Joe Joyce wrote here on Monday about Sinn Féin participation in government. And his opinion piece drew the usual reaction from online readers who use anonymity to hide their membership of a well-drilled phalanx of trolls. No surprise there.
His central thesis – that Sinn Féin is not, and will not be, a conventional democratic political or parliamentary party – is completely true. But of itself, that may not impress some considerable section of the electorate who are looking for something different from the current political party orthodoxy. So what, they may ask. How does it matter if they are different? Here's how.
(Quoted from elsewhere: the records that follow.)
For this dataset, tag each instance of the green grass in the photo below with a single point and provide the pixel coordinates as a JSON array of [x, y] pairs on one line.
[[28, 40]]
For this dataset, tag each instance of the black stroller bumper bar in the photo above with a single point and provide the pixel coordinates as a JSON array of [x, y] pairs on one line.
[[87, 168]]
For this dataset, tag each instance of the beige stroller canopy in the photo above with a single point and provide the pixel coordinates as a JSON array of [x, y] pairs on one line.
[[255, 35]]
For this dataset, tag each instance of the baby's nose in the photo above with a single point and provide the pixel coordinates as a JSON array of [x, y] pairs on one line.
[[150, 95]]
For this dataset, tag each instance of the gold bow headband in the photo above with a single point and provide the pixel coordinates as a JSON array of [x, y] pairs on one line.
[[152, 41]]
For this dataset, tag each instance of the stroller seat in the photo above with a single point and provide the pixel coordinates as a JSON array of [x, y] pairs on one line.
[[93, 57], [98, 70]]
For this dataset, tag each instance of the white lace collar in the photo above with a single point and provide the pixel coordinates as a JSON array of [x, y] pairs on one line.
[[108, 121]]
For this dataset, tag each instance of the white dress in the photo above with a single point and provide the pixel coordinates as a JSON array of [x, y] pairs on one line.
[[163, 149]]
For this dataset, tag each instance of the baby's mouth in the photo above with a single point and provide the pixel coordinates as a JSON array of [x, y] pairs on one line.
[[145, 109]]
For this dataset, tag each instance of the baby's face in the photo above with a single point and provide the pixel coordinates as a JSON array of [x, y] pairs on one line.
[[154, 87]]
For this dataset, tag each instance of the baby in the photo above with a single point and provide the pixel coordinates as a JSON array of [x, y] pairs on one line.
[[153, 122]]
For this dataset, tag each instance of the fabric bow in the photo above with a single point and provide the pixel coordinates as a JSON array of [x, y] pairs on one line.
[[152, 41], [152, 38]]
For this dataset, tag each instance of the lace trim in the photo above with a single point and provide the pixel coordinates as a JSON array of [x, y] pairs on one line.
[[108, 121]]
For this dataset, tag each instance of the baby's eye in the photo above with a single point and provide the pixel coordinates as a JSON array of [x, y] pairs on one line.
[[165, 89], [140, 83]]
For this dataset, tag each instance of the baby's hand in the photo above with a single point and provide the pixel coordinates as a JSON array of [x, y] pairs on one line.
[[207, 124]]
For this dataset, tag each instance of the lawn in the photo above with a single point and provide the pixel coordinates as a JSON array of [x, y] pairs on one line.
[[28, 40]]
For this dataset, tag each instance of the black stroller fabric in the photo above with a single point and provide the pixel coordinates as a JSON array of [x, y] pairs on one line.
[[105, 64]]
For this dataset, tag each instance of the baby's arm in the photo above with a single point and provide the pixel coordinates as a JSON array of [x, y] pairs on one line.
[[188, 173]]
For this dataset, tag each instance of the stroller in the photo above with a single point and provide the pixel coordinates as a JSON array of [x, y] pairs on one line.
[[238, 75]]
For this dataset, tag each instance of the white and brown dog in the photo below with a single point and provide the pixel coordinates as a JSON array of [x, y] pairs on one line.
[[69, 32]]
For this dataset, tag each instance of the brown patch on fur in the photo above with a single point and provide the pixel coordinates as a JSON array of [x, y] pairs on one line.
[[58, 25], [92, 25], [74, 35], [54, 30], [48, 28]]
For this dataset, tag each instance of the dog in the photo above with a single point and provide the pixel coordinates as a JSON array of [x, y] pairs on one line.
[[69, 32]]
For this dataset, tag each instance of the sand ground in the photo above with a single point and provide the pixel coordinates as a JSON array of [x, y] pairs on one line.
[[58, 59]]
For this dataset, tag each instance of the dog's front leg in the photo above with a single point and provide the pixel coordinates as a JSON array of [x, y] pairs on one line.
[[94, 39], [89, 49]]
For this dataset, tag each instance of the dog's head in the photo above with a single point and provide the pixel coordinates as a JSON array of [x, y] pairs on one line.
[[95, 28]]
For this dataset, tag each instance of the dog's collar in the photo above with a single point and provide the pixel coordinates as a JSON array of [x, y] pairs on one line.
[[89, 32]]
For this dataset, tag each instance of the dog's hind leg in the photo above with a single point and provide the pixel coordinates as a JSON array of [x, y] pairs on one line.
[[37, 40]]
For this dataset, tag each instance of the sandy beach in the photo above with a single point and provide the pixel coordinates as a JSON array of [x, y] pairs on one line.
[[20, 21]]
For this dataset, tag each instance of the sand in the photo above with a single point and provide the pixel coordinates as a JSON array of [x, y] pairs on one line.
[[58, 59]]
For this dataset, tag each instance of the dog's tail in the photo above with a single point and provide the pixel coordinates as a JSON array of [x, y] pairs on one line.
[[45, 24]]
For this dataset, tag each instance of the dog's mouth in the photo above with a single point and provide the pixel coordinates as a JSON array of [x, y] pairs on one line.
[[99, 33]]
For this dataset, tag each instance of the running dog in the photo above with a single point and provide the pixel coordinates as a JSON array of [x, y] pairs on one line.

Members of other parties are allowed to voice disagreement with their parties' positions in the media and in debate in either House
They do not hold regular meetings of their Oireachtas representatives, otherwise known as parliamentary party meetings. I was a little surprised when one of their Oireachtas members told me that. But perhaps I shouldn’t have been. It is entirely consistent with their espousal of Lenin’s principle of democratic centralism – the doctrine that when the ruling body of the party makes a decision or adopts a policy after internal discussion, all members must thereafter uphold the decision or policy upon pain of expulsion for public dissent. This rule allows no public discussion or dissent.
Even with the draconian Leinster House system of losing the party whip for disobedience, members of other parties are allowed to voice disagreement with their parties’ positions in the media and in debate in either House. The PDs were the only party with rules that guaranteed no loss of the whip on issues of personal moral conscience. That was availed of on a few occasions.
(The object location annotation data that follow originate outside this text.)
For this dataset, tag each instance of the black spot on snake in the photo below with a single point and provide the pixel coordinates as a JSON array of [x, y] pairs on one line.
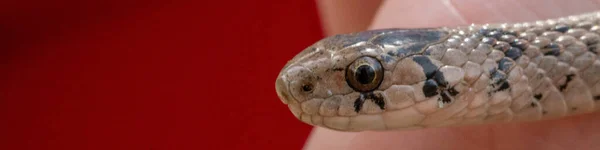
[[338, 69], [430, 88], [552, 49], [520, 43], [513, 53], [445, 98], [501, 45], [428, 67], [453, 92], [358, 103], [569, 79], [499, 81], [439, 78], [488, 40], [387, 58], [505, 64], [537, 96], [511, 32], [375, 98], [392, 53], [504, 86], [561, 28], [365, 74]]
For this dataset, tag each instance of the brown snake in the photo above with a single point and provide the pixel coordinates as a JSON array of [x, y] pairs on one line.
[[394, 79]]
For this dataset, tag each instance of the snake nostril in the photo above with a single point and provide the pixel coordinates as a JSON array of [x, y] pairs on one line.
[[282, 90]]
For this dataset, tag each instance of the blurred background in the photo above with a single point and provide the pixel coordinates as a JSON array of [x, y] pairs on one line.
[[153, 74]]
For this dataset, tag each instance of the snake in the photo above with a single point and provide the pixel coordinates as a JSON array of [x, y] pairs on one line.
[[417, 78]]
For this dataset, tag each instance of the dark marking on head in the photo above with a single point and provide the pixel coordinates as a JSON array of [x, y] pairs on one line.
[[359, 102], [561, 28], [439, 78], [505, 85], [501, 45], [428, 67], [445, 98], [520, 43], [488, 40], [338, 69], [511, 32], [375, 98], [387, 58], [569, 79], [392, 53], [552, 49], [430, 88], [453, 92], [537, 96], [505, 64], [513, 53], [593, 48], [495, 34], [499, 82], [597, 98]]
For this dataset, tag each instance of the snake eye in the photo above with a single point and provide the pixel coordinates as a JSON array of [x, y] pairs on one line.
[[364, 74]]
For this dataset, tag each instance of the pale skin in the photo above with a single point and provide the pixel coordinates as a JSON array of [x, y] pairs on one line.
[[578, 132]]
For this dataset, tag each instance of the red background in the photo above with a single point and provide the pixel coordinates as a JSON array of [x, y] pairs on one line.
[[125, 74]]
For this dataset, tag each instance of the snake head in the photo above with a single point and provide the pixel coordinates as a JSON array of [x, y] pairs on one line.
[[344, 77]]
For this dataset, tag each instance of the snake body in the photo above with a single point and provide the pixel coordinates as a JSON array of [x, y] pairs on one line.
[[395, 79]]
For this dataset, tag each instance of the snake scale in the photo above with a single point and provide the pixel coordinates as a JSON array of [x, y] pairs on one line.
[[398, 79]]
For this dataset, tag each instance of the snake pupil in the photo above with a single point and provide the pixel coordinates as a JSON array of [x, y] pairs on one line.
[[365, 74]]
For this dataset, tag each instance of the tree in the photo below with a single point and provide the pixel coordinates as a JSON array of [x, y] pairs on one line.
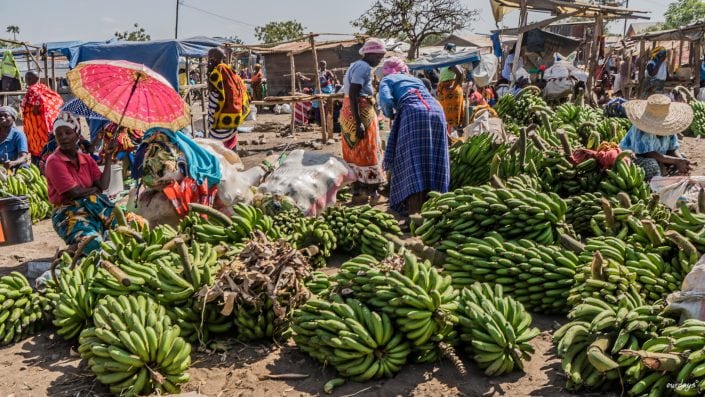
[[279, 31], [684, 12], [138, 34], [414, 20], [15, 30]]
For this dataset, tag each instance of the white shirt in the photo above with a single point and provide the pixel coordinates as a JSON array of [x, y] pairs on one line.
[[507, 69], [662, 73]]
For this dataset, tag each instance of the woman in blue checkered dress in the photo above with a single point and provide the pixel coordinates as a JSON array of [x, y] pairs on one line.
[[417, 149]]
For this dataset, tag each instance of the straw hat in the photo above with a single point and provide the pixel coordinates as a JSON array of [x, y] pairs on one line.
[[658, 115]]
The leader of the parliamentary party cannot, under Sinn Féin’s rules, be chosen or ousted by a vote of their parliamentarians. Can you imagine what the reaction would be if British prime minister Boris Johnson changed the rules to provide that he could only be removed at a national conference or by some committee meeting at the Tory central office?
As Joyce noted, day-to-day control of Sinn Féin is exercised by a small eight-member “politburo” known as the Coiste Seasta that has a five-three majority from Belfast. As he also noted, this committee, when last listed, contained no person with a public profile or any name recognition in this State. The party’s director of finance has stated openly that they do not want its public representatives to control it. Its Ard Comhairle has 48 members, including 11 Stormont MLAs, two abstentionist Westminster MPs, and only six TDs. These bodies decide on Sinn Féin voting and policy at Leinster House.
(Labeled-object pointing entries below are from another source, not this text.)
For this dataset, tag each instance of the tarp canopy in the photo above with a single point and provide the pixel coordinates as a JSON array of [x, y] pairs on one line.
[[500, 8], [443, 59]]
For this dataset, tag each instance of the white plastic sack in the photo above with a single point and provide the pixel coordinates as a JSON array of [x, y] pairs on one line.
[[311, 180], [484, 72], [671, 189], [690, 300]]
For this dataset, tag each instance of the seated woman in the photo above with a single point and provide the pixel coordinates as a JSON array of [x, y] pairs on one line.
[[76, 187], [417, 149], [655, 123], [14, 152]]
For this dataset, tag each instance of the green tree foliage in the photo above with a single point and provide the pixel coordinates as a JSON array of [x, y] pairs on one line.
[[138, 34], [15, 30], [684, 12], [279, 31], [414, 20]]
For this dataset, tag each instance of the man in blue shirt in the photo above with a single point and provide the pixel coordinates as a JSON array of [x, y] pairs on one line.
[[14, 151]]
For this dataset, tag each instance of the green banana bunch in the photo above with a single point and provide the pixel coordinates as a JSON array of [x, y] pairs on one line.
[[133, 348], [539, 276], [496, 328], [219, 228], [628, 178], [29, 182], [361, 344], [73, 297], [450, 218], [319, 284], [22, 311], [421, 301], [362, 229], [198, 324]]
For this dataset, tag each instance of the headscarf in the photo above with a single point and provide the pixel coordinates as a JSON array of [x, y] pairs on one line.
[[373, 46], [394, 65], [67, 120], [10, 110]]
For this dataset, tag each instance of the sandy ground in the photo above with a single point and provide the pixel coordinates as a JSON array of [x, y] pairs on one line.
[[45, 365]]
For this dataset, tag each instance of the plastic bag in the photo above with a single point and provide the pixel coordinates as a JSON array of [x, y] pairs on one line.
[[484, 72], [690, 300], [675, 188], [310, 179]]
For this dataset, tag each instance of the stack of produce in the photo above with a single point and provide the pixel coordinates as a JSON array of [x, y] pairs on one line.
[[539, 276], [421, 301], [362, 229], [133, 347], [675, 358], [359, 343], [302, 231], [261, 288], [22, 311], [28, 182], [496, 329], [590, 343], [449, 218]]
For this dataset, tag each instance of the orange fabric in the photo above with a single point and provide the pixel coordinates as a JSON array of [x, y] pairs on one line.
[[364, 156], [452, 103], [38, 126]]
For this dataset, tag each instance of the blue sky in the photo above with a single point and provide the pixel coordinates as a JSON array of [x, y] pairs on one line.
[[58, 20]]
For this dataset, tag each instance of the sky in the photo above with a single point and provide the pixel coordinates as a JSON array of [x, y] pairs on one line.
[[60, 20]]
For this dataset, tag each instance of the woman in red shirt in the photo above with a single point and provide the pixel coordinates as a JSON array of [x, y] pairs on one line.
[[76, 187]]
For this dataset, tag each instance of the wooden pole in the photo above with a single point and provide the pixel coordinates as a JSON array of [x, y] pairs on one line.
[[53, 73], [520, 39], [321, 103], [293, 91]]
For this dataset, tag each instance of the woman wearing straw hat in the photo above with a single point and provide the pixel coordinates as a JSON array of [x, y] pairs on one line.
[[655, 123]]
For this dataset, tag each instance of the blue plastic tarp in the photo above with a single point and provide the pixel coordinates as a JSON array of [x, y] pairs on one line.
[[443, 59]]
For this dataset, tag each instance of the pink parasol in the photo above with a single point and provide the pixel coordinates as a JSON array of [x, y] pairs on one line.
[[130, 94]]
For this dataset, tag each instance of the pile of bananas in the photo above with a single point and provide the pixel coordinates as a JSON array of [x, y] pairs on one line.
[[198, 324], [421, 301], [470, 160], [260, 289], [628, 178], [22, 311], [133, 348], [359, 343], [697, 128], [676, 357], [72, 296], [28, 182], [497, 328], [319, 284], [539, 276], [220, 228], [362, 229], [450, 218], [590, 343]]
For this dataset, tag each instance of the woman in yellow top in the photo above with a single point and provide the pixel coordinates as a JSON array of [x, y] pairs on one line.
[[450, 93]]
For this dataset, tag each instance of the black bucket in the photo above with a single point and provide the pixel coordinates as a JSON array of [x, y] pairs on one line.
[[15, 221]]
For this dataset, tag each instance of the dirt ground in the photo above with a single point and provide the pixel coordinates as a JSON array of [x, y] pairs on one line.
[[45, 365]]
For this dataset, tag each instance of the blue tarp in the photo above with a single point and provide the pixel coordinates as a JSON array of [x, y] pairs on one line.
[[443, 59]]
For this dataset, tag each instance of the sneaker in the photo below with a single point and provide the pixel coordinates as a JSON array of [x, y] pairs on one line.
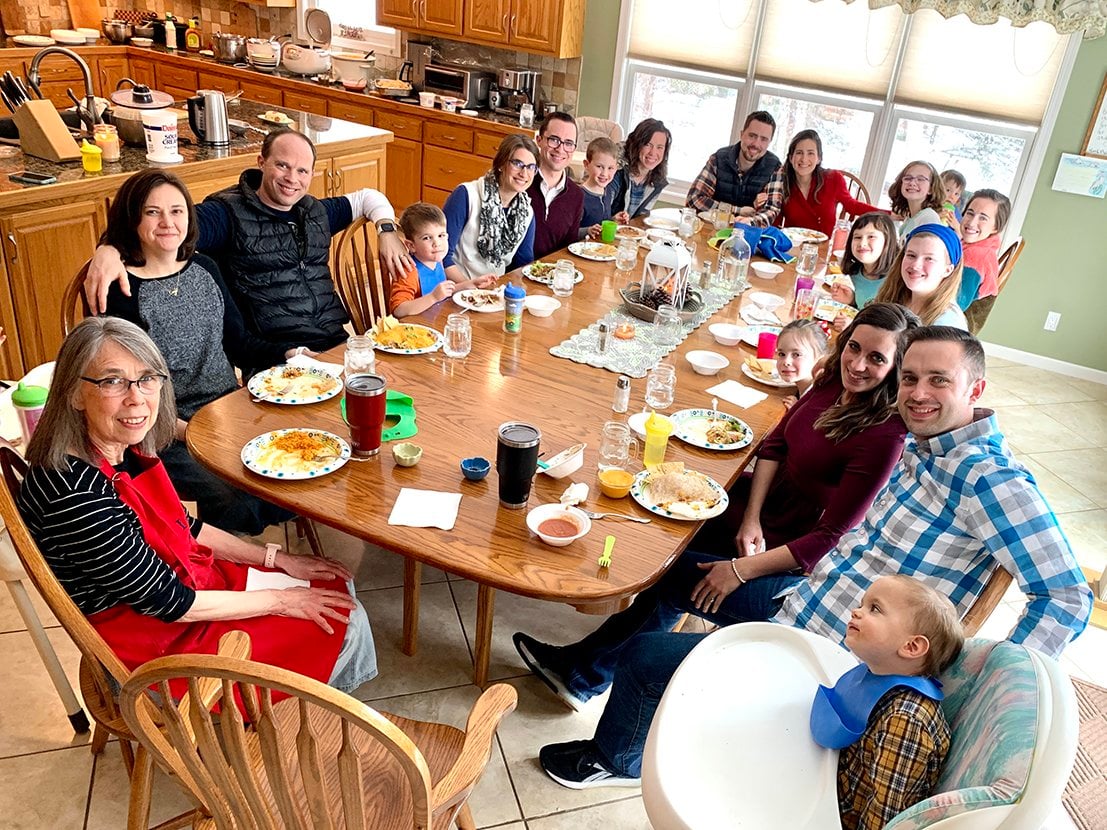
[[578, 766], [539, 657]]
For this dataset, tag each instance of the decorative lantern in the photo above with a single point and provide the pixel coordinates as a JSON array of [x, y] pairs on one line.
[[666, 269]]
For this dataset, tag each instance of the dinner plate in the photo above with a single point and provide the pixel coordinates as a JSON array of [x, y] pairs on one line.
[[255, 448], [397, 350], [266, 384], [595, 251], [691, 427], [466, 300], [640, 491], [752, 332], [547, 279], [776, 382]]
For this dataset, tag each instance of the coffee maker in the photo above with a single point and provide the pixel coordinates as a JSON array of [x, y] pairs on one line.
[[513, 89]]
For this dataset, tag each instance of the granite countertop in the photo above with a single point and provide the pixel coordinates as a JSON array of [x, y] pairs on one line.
[[320, 128]]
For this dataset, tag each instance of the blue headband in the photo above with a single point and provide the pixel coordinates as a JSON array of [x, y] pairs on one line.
[[950, 239]]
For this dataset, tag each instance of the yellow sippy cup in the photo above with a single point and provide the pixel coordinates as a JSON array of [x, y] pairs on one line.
[[658, 429]]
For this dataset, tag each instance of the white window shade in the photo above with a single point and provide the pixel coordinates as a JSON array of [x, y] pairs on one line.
[[987, 70], [830, 44], [713, 34]]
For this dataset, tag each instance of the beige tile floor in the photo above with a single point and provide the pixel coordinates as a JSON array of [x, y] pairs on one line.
[[49, 778]]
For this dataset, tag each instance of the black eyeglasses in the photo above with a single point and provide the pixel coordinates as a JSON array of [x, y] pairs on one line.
[[119, 386], [555, 142]]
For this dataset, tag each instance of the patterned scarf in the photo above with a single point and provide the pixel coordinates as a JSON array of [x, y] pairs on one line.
[[500, 229]]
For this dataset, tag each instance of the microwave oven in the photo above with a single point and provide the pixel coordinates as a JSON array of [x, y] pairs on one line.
[[465, 83]]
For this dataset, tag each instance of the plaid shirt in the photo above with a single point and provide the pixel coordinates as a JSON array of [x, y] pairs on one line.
[[895, 764], [957, 506]]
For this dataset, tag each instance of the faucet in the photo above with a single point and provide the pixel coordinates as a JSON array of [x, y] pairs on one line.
[[89, 114]]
The recent “cash-for-ash” scandal inquiry unearthed the fact that the responsible Sinn Féin Stormont minister took instruction on the issue via a special adviser from an unelected Sinn Féin official in its Belfast office.
At no point in the history of the independent democratic Irish State has any group sought a mandate to govern while tightly controlled by persons un-elected by the people
A Sinn Féin TD has very little status different from any ordinary party member and much less status than any member of the Ard Comhairle or Coiste Seasta. He or she cannot decide to participate in media discussion without party permission. Elected Sinn Féin TDs and Oireachtas members face de-selection by the party’s officers. Their staff is selected by those officials and are answerable to them.
If there were to be a coalition involving Sinn Féin, their ministers or candidate for taoiseach would not be chosen by their elected members of the Dáil. That would be decided by their Ard Comhairle, dominated as it is by the inner sanctum of the Coiste Seasta in Belfast. Ministers would resign when told to do so by the party’s officers, just as MLAs and Senators have been told to do in the recent past.
There would be no possibility of a Sinn Féin minister opposing the party’s line or siding with coalition partner ministers in cabinet votes. The budget would be subject to internal party approval. This is the reality of their modus operandi – not some imagined malign scenario. The lads in Belfast would even decide on the date of general elections in the Republic.
At no point in the history of the independent democratic Irish State has any group sought a mandate to govern while tightly controlled by persons un-elected by the people. But now that scenario is becoming thinkable. Those who complacently dismiss the Trumpian assault on the Capitol as an American near miss should look again at what is looming here.